KAC Member Spotlight - Ron Smith
by Anita Jansman
Ron Smith has had a successful career as a highly technical land surveyor, but his passion for painting far exceeds his interest in measuring and mapping out land. He prefers to paint the scenery rather than apply mathematical formulas to it.
It was in northern Quebec where his father worked in a logging depot, that Smith developed a love of nature.
“We were completely isolated there and the great outdoors was where I played and where I was educated,” says Smith.
In his youth while canoeing on the Madawaska River, he discovered that a camera could capture nature’s beautiful images, and since then, his camera has remained one of his best friends.
As so many young people are advised and choose to do, Smith took the practical route and studied, not fine art, but land surveying at Carleton University, resulting in a good, steady career. But his need to create beautiful things never left him and in 1982, he applied the drafting skills needed as a surveyor to drawing. He discovered something – he could draw.
“As a surveyor, I had to think linearly and rationally, because as a society we are so linear. As a painter, I want to get away from linear thinking and be more abstract,” he says.
Since the mid-1980s, Smith has pursued painting with a fierce passion. He continues to hone his craft by taking drawing and painting lessons – with an added bonus – his daughter, Julie Davidson Smith is on an artistic journey with him. A well-known Kingston painter, Julie received the 2012 Hilary Scanlon Award in the KAC's Juried Art Salon, and the 2013 OKWA 25th Anniversary Exhibition award. In fact, Smith names Julie as one of his inspirations and sees himself as a role model for her.

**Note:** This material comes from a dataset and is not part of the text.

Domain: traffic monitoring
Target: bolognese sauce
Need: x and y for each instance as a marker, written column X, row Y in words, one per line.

Today, Smith believes as strongly as ever in the pursuit of beauty through art. With his trusty camera, he seeks out his subjects in natural settings and in the urban landscape. He then creates his own abstract paintings based on what he sees and on where his imagination goes, using both acrylic and encaustic mediums.
“I have long been fascinated by the beauty in conventional landscapes and the striking images that can be found in the urban built environment. My imagination is inspired to abstract these images to various degrees depending on the subject matter,” says Smith.
A resident of Gananoque and member of the Kingston Arts Council, Smith sees real value in participating in the arts community.
“Our culture trivializes art so we need organizations like the KAC that genuinely promotes and advocates for artists. Every municipality realizes that art is good for business,” he says.
But more importantly, Smith has come to realize that living an artistic life means belonging to a community, to a group of like-minded artists, and that is the greatest benefit an organization like the KAC offers.
“When one of my paintings was selected for the Juried Art Salon, it clicked for me. I realized that I was part of a community. It didn’t matter whether I won or not, it’s that I was included,” says Smith.
To see Ron Smith's painting and all other submissions and award winners, please visit the 13th Annual KAC Juried Art Salon currently on display at the Wilson Room of the Kingston Public Library until the end of May.